One thing I can think of (but I’m not sure this has any impact on performance) is that on your motherboard data has to travel via more chips and interfaces to get from the CPU to the GPU than in my motherboard. Maybe you can try to run your program on the CPU which is closest the GPU, and see if this has any performance impact (just guessing here). (Maybe you can swap the GPU from one (true) x16 slot to the other, or maybe even remove one CPU, and see what that will do for performance). Some illustrations below:
It would be nice if there would be a list (possibly from NVIDIA) which would give these kind of CPU ↔ GPU bandwidth numbers, at least for professional workstation / server hardware (i.e. Dual Xeon ↔ Tesla bandwidth).
The GPU is in slot 6. The x8 in a x16 slot is marked on the board, as are the rest. I had checked the manual to make sure that I chose a true 2.0x16 slot.
I actually have 24GB (not 32GB sorry) of RAM, 6 4GB sticks of PC3-10600R, in P1 DIMM1A, 1B and 1C, and P2 DIMM1A, 1B and 1C as I believe thats how the documentation said was preferable.
Processor is Xeon E5520 @ 2.27GHz.
I tested this on 3 other systems of the same setup too and got similar results. In a normal dell workstation, the card gets about 5.5 up and down as I would’ve hoped.
I would think with QPI between the processors I would be able to satisfy ~5GB/s with out any trouble… but to your point:
(btw, numactl lets you control where your process runs and where it stores its memory) EDIT - was using physcpubind instead of cpunodebind originally… fixed results now.
I tested with the following commands, just now:
Unpinned performance is horrid off of either cpu. For Slot 6 It got a little better all off CPU 1 with pinned memory, but the Device-host is still slow… and a standard dell workstation (using similar generation i7) gets better speeds without using pinned memory.
Slot 2 was bad too though worse and better in places… I can’t trust this machine for benchmarking with such wild and poor results…

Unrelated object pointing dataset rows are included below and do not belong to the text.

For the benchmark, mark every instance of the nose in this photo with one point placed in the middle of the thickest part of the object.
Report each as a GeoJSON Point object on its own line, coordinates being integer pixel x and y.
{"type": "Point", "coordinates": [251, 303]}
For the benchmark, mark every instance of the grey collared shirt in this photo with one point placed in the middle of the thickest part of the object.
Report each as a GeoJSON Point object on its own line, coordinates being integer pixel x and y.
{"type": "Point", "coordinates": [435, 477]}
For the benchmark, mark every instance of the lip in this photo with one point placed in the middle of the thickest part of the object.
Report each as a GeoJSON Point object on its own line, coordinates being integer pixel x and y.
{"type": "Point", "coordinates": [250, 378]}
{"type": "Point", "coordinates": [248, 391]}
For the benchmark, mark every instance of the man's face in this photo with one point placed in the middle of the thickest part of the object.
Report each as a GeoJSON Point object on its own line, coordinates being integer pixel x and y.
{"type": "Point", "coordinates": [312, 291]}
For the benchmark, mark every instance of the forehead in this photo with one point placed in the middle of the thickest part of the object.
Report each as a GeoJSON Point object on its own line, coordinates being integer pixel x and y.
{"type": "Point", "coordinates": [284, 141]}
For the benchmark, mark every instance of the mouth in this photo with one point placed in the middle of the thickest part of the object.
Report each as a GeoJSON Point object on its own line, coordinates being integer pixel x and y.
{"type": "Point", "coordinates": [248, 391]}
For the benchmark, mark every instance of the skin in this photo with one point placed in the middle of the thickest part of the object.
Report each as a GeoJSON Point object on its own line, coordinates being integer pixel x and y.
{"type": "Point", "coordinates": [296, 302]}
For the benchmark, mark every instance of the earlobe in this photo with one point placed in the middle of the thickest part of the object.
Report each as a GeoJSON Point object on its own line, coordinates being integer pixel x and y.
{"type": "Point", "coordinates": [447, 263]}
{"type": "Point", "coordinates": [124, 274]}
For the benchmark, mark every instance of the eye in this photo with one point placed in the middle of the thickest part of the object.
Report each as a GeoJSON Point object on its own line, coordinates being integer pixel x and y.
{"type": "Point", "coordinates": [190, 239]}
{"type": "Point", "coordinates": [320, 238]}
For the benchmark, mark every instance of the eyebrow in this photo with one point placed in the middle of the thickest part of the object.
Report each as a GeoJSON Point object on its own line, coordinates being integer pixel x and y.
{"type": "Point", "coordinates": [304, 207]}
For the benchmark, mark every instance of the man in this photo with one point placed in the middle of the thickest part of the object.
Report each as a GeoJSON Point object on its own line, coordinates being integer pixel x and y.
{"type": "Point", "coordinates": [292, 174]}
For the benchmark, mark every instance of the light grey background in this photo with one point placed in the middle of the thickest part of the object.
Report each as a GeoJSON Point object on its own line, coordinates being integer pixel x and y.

Could it be some other issue with the chipset? Furthermore, I have two (they are both new also) of these GPUs and they have the same behavior.
To the OP - sorry if this is considered thread hi-jacking, but hopefully this gives you things to try as well.
Thanks Gert-Jan for testing two kinds of computers!
My CPU is Intel Q6600 and motherboard is ASUS P5E-VM DO
(||ASUS Global)
which has PCI-e v1.1.
A very old computer…
I guess this old CPU plus old PCI-e is the reason for my low transfer speed.